JAKARTA, KOMPAS.com - Dewan Pengawas Komisi Pemberantasan Korupsi (Dewas KPK) mempertanyakan proses seleksi pegawai negeri yang dipekerjakan (PNYD) masuk ke lembaga antirasuah.
Anggota Dewas KPK Albertina Ho mengaku pihaknya mempersoalkan proses seleksi itu karena banyak dari pegawai KPK yang terseret kasus pungutan liar (Pungli) di rumah tahanan (Rutan) KPK, merupakan PNYD dari lembaga lain.
Adapun PNYD merupakan PNS dari instansi lain seperti Polri dan Kementerian Hukum dan Hak Asasi Manusia (Kemenkumham).
"Itu yang saya tanya juga, kenapa hasil tes seperti itu," ujar Albertina kepada wartawan, Kamis (28/3/2024).
Baca juga: Anggota Polri Terlibat Pungli di Rutan KPK, Dijatuhi Sanksi Berat oleh Dewas
Keberadaan PNYD dari instansi lain di KPK belakangan menjadi sorotan karena dianggap membawa "penyakit".
Sejumlah kasus pegawai KPK yang menjurus ke tindak pidana korupsi dilakukan oleh PNYD seperti dari Polri dan Kemenkumham.
Albertina menuturkan, pihaknya tidak bisa melarang KPK mengambil PNYD dari instansi lain. Wewenang itu ada pada pimpinan lembaga antirasuah.
"Dewas hanya sebatas memberikan rekomendasi, memberikan saran kepada pimpinan," ujar Albertina.
Mantan Hakim Pengadilan Tindak Pidana Korupsi itu mengaku pihaknya telah meminta pimpinan KPK memperketat pengawasan internal.
Baca juga: Sekjen KPK Akan Tentukan Sanksi untuk 76 PNS yang Terlibat Pungli di Rutan
Salah satunya dengan pengawasan melekat dari pimpinan hingga struktur di bawah.
Pihaknya juga berharap dalam waktu ke depan seleksi untuk menjadi Insan KPK lebih ketat.
"Mungkin supaya menyaring yang masuk di sini betul-betul yang punya integritas yang tinggi," tutur Albertina.
Sebagai informasi, kasus pungli di Rutan KPK pertama kali diungkap oleh Dewas.

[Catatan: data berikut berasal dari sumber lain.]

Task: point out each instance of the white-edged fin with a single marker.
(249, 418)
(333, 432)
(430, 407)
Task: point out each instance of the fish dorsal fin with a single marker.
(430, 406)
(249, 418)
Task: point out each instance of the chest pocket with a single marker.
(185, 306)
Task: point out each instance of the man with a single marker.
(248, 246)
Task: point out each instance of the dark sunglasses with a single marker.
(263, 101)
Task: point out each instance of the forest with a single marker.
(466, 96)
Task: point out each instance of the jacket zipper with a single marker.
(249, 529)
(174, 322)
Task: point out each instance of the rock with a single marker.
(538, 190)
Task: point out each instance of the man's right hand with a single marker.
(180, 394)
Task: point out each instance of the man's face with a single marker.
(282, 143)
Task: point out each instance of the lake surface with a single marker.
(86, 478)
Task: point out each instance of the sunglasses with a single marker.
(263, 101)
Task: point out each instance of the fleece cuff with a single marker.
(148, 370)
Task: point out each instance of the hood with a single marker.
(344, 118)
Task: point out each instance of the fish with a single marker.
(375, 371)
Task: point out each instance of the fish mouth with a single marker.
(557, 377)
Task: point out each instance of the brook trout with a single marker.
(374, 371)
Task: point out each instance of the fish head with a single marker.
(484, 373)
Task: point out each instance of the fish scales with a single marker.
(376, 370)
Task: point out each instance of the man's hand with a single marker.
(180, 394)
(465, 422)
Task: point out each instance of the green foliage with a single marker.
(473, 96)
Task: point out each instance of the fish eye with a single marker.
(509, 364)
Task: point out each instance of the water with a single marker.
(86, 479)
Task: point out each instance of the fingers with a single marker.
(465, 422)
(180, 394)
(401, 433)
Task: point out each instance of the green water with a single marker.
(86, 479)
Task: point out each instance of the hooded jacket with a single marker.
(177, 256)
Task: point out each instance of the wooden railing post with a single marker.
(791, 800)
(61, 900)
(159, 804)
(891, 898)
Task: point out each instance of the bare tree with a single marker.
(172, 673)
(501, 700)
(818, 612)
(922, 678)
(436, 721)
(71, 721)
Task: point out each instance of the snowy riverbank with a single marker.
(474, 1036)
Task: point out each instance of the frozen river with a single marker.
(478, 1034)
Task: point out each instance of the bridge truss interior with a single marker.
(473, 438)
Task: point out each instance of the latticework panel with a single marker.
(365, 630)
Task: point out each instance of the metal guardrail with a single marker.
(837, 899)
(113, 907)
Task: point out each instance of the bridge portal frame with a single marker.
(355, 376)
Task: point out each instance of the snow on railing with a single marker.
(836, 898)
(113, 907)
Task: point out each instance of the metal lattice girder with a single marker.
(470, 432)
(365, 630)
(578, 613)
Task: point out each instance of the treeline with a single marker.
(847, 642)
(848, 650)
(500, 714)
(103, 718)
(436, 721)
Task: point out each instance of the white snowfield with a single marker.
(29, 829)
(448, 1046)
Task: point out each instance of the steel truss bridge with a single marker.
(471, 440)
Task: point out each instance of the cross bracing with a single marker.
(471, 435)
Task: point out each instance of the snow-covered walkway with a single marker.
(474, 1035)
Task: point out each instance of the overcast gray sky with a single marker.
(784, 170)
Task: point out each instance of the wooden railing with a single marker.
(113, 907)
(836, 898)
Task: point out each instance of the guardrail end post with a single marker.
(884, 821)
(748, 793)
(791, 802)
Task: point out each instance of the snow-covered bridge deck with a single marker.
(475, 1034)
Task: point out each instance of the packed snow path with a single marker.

Dugaan praktik korupsi itu sudah terjadi sejak sekitar 2018 hingga 2023.
KPK kemudian mengusut kasus itu dari tiga sisi yakni etik oleh Dewas, pidana oleh Kedeputian Penindakan dan Eksekusi, dan disiplin oleh Sekretariat Jenderal (Setjen).
Dalam perkara etiknya, Dewas telah menyidangkan 93 pegawai. Sebanyak 81 di antaranya dihukjm sanksi etik berat.